Speaking directly to Starts at 60, Whittaker said the convenience of plastic was too appealing for most people to ignore.
“What a cashless society has done is, it’s encouraged us to overspend and we’ve lost touch with the reality of money — when the credit card bill comes in, it’s like holy sh** because you often don’t realise how much you’ve spent,” he said.
“The danger of plastic is that it’s convenient and you can’t do without it; you need a credit card to book a flight, pay for a hotel, rent a car, it really does encourage people to overspend without thinking.”
Whittaker said there were two types of people: those who were good with money, and those who weren’t.
“I think if you’re budgeting carefully, I don’t think it matters whether you pay with cash or plastic but if times are tough, then I think you need to revise whether or not you’re better off to pay cash,” he said.
“Personally, I never carry cash anymore and I get very annoyed with businesses who don’t accept plastic or won’t accept a transaction under $5. That’s just ridiculous.”
He’s got a point.
Is there anything more annoying than realising you don’t have any cash on you after you’ve already ordered your coffee at a cash only cafe?

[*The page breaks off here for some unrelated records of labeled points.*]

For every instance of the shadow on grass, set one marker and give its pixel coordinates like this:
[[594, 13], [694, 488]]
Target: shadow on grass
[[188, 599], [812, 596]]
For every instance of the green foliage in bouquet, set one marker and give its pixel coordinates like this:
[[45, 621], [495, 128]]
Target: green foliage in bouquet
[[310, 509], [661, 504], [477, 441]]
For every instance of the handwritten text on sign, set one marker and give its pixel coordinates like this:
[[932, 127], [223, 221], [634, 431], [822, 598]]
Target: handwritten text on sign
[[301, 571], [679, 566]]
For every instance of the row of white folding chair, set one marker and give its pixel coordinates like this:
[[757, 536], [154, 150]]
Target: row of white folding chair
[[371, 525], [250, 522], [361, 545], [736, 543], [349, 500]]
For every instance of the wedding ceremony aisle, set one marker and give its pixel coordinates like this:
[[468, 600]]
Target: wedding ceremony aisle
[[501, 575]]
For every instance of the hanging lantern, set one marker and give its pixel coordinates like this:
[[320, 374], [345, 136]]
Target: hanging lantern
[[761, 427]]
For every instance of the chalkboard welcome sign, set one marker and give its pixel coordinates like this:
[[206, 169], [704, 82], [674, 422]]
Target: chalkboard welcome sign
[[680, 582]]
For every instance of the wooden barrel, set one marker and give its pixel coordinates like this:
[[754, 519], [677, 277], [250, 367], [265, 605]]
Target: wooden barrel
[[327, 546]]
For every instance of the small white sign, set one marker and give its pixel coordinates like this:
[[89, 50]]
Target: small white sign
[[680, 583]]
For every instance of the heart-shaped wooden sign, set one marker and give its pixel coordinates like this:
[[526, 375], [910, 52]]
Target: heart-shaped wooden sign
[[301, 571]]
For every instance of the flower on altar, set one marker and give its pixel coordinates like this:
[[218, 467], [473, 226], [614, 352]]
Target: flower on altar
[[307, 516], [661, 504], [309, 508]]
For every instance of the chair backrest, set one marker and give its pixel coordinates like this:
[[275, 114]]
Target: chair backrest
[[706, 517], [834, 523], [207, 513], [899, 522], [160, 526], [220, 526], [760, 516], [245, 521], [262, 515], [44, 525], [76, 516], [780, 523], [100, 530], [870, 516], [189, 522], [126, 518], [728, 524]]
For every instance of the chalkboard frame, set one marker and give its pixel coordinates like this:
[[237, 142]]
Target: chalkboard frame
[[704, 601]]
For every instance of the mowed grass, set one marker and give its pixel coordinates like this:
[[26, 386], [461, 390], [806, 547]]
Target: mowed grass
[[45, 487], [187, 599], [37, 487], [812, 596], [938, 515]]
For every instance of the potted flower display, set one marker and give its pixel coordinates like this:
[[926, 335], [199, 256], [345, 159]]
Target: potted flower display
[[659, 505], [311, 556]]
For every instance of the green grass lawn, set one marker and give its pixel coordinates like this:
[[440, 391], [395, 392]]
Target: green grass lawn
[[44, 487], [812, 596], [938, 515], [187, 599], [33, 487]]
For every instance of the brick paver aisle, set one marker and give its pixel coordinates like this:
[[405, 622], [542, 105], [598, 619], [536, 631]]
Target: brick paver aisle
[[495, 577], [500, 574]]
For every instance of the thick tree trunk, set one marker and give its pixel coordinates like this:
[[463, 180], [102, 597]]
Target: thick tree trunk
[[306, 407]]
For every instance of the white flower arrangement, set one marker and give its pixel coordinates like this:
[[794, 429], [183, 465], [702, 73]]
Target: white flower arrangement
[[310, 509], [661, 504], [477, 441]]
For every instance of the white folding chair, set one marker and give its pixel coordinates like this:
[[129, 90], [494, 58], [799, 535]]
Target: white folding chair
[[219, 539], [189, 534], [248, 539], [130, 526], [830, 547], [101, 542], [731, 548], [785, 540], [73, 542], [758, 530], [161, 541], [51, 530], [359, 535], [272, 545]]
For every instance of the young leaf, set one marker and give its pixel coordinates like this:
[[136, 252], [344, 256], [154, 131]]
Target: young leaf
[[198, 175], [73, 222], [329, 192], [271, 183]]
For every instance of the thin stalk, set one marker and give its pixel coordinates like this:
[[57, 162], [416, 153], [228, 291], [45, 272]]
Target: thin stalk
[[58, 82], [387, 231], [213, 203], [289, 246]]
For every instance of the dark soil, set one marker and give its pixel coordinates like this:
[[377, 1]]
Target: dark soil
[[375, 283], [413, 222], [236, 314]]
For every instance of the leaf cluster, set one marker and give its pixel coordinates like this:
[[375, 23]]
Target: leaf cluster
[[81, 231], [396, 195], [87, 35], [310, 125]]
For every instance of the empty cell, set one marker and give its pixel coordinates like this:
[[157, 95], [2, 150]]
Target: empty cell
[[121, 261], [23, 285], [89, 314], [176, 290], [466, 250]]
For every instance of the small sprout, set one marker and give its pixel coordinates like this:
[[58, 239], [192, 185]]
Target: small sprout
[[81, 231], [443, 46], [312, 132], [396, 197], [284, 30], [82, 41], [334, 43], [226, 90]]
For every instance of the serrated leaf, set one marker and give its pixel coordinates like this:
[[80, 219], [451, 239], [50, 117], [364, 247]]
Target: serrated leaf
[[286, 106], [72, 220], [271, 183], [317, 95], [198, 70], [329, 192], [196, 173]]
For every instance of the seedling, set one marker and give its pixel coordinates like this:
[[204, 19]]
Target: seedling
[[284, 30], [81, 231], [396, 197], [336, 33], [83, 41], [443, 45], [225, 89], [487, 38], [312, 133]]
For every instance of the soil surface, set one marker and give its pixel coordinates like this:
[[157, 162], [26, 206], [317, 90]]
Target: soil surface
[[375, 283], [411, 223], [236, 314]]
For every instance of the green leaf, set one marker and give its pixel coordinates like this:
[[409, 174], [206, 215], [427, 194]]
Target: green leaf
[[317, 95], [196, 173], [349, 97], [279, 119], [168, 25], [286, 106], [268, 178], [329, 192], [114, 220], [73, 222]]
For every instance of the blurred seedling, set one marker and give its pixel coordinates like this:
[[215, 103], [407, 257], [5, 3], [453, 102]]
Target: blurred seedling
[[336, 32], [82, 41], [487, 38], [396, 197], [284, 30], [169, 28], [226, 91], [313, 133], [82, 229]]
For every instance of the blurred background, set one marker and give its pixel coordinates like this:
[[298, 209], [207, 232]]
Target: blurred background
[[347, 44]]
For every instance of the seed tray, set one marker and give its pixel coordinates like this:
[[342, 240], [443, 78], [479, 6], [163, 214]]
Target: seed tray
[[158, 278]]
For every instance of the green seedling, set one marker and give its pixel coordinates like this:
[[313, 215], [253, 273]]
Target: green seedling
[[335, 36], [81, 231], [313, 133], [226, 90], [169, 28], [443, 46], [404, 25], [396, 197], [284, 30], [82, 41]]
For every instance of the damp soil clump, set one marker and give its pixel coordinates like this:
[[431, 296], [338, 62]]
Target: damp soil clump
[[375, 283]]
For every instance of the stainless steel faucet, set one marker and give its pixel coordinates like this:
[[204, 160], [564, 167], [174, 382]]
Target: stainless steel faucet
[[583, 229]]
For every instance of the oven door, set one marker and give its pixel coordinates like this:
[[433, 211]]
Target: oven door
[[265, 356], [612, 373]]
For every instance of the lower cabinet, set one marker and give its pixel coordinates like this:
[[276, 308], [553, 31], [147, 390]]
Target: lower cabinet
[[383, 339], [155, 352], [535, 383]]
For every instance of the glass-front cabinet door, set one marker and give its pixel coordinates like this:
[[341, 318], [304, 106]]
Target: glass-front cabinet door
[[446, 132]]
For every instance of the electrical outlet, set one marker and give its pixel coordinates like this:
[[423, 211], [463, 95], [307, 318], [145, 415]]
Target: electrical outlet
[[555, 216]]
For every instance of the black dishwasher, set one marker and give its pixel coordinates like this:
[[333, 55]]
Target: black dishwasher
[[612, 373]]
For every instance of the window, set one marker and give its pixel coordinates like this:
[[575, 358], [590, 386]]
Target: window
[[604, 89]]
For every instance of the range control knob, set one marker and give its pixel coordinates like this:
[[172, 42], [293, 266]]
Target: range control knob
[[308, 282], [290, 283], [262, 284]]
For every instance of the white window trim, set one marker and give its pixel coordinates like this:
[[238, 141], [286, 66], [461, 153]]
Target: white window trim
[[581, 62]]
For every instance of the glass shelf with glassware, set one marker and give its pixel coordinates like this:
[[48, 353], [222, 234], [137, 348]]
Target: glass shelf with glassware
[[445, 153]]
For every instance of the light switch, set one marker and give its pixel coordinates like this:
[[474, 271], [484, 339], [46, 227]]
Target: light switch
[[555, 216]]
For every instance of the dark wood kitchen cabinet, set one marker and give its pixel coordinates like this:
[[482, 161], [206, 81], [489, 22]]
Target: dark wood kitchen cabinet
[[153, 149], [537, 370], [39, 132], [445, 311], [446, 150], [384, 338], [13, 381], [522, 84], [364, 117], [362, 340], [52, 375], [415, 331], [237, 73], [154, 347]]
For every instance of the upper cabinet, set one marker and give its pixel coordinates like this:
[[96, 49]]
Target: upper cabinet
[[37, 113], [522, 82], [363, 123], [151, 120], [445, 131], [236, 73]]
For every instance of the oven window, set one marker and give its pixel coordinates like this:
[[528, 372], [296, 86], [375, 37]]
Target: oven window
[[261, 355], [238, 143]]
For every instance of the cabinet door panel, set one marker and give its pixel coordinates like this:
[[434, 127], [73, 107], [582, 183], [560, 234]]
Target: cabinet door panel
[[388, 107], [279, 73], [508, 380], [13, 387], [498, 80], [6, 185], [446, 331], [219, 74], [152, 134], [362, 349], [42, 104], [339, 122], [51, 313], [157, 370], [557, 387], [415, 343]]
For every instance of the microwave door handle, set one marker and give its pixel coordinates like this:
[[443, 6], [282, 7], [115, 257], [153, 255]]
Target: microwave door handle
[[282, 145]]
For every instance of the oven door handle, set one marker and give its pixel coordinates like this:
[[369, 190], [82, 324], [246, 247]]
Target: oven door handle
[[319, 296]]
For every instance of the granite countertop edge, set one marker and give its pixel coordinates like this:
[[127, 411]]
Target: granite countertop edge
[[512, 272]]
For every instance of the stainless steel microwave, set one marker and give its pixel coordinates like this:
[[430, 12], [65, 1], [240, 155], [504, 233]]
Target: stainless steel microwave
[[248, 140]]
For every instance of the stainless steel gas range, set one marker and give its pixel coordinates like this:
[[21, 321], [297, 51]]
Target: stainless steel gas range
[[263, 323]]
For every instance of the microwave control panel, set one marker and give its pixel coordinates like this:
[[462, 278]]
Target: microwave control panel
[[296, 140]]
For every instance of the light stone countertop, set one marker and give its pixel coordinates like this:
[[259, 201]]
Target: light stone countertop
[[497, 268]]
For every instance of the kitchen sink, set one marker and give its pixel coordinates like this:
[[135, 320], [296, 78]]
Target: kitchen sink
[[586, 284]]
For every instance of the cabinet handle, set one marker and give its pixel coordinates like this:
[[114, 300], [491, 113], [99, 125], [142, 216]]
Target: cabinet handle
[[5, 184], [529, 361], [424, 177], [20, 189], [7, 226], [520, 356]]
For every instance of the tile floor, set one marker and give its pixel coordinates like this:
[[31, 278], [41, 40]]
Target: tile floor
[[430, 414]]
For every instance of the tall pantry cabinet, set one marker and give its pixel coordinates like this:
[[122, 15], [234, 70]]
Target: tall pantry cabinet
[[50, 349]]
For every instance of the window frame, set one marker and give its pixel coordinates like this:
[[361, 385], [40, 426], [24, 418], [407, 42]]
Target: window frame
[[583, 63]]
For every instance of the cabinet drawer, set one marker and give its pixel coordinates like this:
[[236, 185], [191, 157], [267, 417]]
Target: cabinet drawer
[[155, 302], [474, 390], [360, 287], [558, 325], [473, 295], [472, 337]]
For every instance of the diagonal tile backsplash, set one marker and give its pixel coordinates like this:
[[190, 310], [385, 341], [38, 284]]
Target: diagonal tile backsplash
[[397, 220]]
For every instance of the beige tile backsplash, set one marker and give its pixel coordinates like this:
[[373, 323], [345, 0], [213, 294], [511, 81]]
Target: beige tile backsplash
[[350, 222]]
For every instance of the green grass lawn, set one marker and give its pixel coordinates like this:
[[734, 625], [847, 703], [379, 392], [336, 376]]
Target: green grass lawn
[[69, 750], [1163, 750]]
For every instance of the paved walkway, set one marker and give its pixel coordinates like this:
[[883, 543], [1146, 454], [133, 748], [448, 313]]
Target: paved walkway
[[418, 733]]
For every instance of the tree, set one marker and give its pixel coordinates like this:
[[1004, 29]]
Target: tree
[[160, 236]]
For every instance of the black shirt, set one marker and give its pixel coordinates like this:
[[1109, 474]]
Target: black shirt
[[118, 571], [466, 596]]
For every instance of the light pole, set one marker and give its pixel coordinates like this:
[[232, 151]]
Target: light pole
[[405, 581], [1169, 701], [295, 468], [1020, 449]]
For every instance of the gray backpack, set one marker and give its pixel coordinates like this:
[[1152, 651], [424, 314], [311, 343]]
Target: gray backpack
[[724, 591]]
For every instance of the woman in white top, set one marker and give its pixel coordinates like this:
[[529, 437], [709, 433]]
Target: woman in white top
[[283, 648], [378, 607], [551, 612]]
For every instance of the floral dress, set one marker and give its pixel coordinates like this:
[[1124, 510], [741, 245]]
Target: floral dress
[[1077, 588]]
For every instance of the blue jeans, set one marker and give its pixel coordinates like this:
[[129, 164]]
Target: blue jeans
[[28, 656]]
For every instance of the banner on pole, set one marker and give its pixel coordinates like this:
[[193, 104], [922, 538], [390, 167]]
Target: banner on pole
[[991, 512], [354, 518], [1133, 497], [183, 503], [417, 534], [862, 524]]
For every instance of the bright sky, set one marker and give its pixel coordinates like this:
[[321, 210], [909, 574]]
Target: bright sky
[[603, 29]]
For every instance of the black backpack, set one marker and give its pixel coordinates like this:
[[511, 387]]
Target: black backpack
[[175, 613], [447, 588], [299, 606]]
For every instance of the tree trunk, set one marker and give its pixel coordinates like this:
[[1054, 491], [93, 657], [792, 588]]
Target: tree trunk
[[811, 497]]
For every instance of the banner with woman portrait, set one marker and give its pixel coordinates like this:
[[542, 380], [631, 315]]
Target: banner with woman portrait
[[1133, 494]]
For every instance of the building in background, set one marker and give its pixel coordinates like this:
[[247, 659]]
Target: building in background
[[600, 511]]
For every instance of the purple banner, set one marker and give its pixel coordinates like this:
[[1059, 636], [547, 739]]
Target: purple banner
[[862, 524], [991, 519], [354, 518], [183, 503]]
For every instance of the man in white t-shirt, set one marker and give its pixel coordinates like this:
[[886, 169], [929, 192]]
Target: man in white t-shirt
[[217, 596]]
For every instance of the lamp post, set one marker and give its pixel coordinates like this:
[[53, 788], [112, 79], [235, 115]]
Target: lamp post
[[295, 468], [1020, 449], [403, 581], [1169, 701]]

Whittaker says he finds it more annoying waiting for the person in front of him to count out their change to pay when the line is out the door and predicted that cash would eventually be phased out all together.
“It’s like the blacksmith,” he said.
“From a businessman’s point of view, it’s more efficient to not have cash on the premises. There’s no chance of theft because employees can’t stick cash in their pockets.”
However, the Australian Tax Office says there are some industries where cash use is persistently high — building and construction, restaurants and cafes, and hair and beauty salons are the biggest culprits.
Later this year, real-time digital payments are set to become a reality with a new $1 billion piece of infrastructure known as the New Payments Platform which means you’ll be able to pay someone via your smart phone instead of with cash.
And some banks are even removing cash from their branches as the cost of holding cash becomes more expensive as its use continues to decline.